Movements of the stock market on electronic screen in New York, USA
Goldman Sachs Group Inc. liquidated $ 10.5 billion of shares in bulk transactions on Friday, part of an extraordinary sales wave that wiped out $ 35 billion of benchmark stock values ranging from Chinese tech giants to US media conglomerates.
The Wall Street bank sold $ 6.6 billion in shares of Baidu Inc., Tencent Music Entertainment Group and Vipshop Holdings Ltd. before the market opened in the United States, according to an email sent to customers by Bloomberg News .
That move was followed by the sale of $ 3.9 billion in shares of ViacomCBS Inc., Discovery Inc., Farfetch Ltd., iQiyi Inc. and GSX Techedu Inc., the email said.
More of the unlisted share offerings would be managed by Morgan Stanley, according to people familiar with the matter, on behalf of one or more undisclosed shareholders. Some of the negotiations exceeded $ 1 billion in individual companies, calculations based on Bloomberg Contact info Show.

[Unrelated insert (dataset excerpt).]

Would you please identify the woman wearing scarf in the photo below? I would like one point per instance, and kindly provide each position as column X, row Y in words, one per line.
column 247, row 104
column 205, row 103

Maeve DuVally, a spokesman for Goldman Sachs, declined to comment. A Morgan Stanley spokesman declined to comment.
Price variations
The liquidation triggered price fluctuations for all the shares involved in high-volume transactions, while also shaking some of its sector counterparts. It also spurred speculation among some forced sellers of a liquidating fund.
Several large investment banks linked to the Tiger Cub Archegos Capital Management LLC hedge fund liquidated holdings, contributing to the drop in ViacomCBS and Discovery, IPO Edge’s share prices. reported, citing people he didn’t identify.
In block trading, large volumes of securities are traded privately between the parties, usually outside the open market.
Friday’s liquidation dragged companies like Alibaba Group Holding Ltd. and NetEase Inc. down. The pairs recovered after traders said the offers eased fears that broader trade was taking place across the sector.
This late recovery pushed up an index of companies involved in Internet-related businesses in China and the United States, with the move interrupting a three-day settlement, although still marking a fall of about 6.5% for the week.
Chinese stocks are under pressure after a warning the Securities and Exchange Commission that it is taking steps to force accounting firms to allow US regulators to review the financial audits of foreign companies – the penalty for non-compliance is the expulsion of the stock exchanges. In addition, Bloomberg News reported that the Chinese government has proposed to form a joint venture with local technology giants that would oversee the lucrative data they collect.